The paper proposes U-MASK, a unified framework that redefines personalized mobile AI inference as a conditional completion problem on partially observed spatio-temporal tensors. U-MASK integrates three primary components:
1. U-MASK (Masking Mechanism): This user- and task-specific module generates a binary mask that explicitly defines which spatio-temporal regions of a user's behavior tensor are treated as observed evidence and which need to be inferred. The mask's allocation is determined by a target observation ratio, a spatio-temporal sampling distribution that ranks coordinate utility, and a ratio-constrained sampler. It dynamically adjusts the evidence budget based on user reliability and task sensitivity, prioritizing relevant temporal and spatial segments through feature-weighted spatial affinity. For cold-start scenarios, an exploration mechanism flattens the sampling distribution to prevent overfitting to noisy history.
2. U-SCOPE (Semantic User Profiling): This component infers compact, task-agnostic semantic user representations from sparse and heterogeneous app-location interaction histories. It leverages a pre-trained Large Language Model (LLM) as an amortized semantic inference engine to translate low-level mobile telemetry into structured natural-language semantic profiles, which are then encoded into fixed-dimensional embeddings. Optionally, it employs synthetic data augmentation and Direct Preference Optimization to enhance robustness in data-sparse settings.
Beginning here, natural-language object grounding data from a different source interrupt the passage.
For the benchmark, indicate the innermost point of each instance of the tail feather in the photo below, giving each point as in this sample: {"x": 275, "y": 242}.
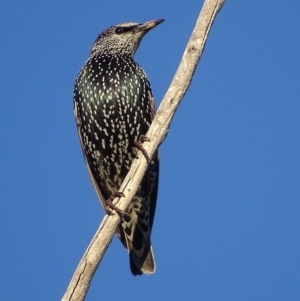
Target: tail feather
{"x": 140, "y": 265}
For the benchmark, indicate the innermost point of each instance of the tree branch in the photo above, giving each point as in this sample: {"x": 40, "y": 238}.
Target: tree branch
{"x": 83, "y": 274}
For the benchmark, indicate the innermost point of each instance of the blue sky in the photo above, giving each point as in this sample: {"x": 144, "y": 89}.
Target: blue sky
{"x": 227, "y": 225}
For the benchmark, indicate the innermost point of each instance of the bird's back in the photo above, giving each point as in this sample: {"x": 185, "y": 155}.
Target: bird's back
{"x": 114, "y": 106}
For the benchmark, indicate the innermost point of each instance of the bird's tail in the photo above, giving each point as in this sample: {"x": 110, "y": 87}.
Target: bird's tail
{"x": 142, "y": 263}
{"x": 135, "y": 237}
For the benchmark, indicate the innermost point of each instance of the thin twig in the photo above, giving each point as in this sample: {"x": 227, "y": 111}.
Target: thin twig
{"x": 83, "y": 274}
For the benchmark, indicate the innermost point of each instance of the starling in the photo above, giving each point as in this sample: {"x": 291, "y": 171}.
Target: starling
{"x": 114, "y": 108}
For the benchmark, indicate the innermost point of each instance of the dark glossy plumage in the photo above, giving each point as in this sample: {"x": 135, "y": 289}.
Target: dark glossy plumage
{"x": 113, "y": 106}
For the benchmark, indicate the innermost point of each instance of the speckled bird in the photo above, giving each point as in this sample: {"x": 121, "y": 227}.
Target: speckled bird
{"x": 114, "y": 108}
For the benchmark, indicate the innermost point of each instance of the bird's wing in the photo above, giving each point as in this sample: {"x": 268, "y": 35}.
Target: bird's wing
{"x": 93, "y": 180}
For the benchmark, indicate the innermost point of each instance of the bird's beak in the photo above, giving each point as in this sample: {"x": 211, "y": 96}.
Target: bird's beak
{"x": 148, "y": 25}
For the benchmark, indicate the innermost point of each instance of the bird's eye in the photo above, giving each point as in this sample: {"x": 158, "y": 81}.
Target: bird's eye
{"x": 119, "y": 30}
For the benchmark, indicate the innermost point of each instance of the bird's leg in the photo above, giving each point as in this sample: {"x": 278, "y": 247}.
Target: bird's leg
{"x": 111, "y": 205}
{"x": 139, "y": 146}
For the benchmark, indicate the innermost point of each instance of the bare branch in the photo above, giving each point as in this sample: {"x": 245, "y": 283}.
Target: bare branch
{"x": 81, "y": 279}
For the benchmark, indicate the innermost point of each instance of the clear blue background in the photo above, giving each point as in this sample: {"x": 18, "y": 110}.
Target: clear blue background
{"x": 228, "y": 217}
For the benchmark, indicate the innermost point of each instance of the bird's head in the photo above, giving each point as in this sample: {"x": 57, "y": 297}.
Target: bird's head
{"x": 123, "y": 38}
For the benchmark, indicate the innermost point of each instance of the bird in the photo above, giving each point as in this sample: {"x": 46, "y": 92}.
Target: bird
{"x": 114, "y": 108}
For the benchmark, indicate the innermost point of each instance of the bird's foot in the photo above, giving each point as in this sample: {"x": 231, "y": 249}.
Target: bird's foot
{"x": 111, "y": 205}
{"x": 139, "y": 146}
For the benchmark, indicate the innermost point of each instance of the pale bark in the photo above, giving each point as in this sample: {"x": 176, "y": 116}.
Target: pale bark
{"x": 87, "y": 266}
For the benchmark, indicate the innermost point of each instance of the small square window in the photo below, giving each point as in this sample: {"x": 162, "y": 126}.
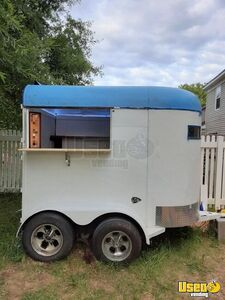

3. Shared Diffusion Transformer (DiT) Backbone: This generative architecture performs the conditional completion. It takes the noisy behavior tensor, observed evidence, the generated mask, and the semantic user embedding as input. The DiT iteratively denoises the tensor, reconstructing unobserved regions while ensuring observed evidence remains unaltered. This backbone is shared across all inference tasks, including short-term prediction, long-term forecasting, and cold-start recommendation. The entire system is trained end-to-end, allowing gradients from the diffusion loss to optimize both the mask generator and the semantic representation learning.
Experiments on seven real-world mobile datasets demonstrate that U-MASK consistently outperforms state-of-the-art methods across short-term prediction, long-horizon forecasting, and cold-start recommendations.
Multi-task Learning: U-MASK showed significant improvements, ranging from approximately 5% to over 90% in prediction accuracy, particularly for location prediction, when compared to conventional, fixed masking strategies. This highlights its ability to effectively adapt to diverse user behaviors and task granularities.
Cold-start Scenarios: In app recommendation tasks, U-MASK achieved a Recall@5 of 0.9816, surpassing the strongest LLM-enhanced baselines by 1.8%. For location recommendation, it obtained Recall@1 of 0.9412 and NDCG@3 of 0.9706, outperforming SSM-based models. These results were achieved by building user representations and task-aware masks in real-time from sparse behavioral traces, without relying on pre-existing user prompts.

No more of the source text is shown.